Even though the trek was long and sometimes challenging and we left our families back in California, arriving in Princeton felt like a homecoming. Student life is temporary, so friends from before had moved on, but I knew how to dress for the climate this time, had some co-worker friends in the area and knew my way around town and campus. Ron had his studies and also headed up the Christian education library on campus as a part of his financial aid. We were assigned an apartment in North Hall, the interior laid out like a motor home; the whole apartment was 8 feet wide with a tiny kitchen at one end, a living room where we ate, slept and well, lived, and one bedroom for John that you had to pass through to get to the bathroom. Quiet, now! Don’t wake the baby! Narrow dormitory living for our little family of 3. It’s what you do if you want to live on campus. We made it work in that apartment for a year.
I took a job at Princeton Bank as a teller that lasted about 6 months. It was an exciting time in banking, if ever there was an exciting time in banking. 1980 brought the advent of the motor bank where the teller stayed in a little kiosk separate from the bank building. And debit cards. Whee!

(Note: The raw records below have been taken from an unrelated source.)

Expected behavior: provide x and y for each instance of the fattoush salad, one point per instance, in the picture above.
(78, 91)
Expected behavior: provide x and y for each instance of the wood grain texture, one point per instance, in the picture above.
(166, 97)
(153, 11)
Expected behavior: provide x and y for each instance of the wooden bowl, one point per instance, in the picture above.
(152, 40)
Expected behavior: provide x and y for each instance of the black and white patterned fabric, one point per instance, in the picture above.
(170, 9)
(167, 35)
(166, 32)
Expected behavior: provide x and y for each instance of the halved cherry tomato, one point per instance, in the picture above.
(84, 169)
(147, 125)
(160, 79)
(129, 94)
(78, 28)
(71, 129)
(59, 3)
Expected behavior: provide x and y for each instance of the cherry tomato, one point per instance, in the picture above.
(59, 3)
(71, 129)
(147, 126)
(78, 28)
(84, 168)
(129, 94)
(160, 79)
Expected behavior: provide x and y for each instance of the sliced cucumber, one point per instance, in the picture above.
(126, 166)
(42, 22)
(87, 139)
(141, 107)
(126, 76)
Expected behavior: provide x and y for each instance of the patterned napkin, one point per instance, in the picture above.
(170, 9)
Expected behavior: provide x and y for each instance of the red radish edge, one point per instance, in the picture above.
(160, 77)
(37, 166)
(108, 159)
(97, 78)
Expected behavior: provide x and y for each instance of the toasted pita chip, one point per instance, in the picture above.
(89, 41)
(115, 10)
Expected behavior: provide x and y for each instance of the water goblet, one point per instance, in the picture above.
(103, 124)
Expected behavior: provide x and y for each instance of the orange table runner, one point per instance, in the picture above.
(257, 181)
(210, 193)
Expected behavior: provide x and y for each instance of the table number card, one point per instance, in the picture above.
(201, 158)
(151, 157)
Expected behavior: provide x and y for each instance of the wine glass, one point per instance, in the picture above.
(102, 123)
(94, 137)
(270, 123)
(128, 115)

I bought a new sewing machine in 1980. A Viking Husqvarna maroon colored model with ALL the fancy stitches. It was the gateway drug to a life of theater and ballet costumes, and allowed me to be self employed for many, many satisfying years. I remember when I bought it, because it was the same year I became pregnant again.
We knew there would be another move to go along with that baby. We settled in to the big one-bedroom apartment in Tennant Hall, right across the parking lot from North Hall. Ah, more space. There we stayed until 1982.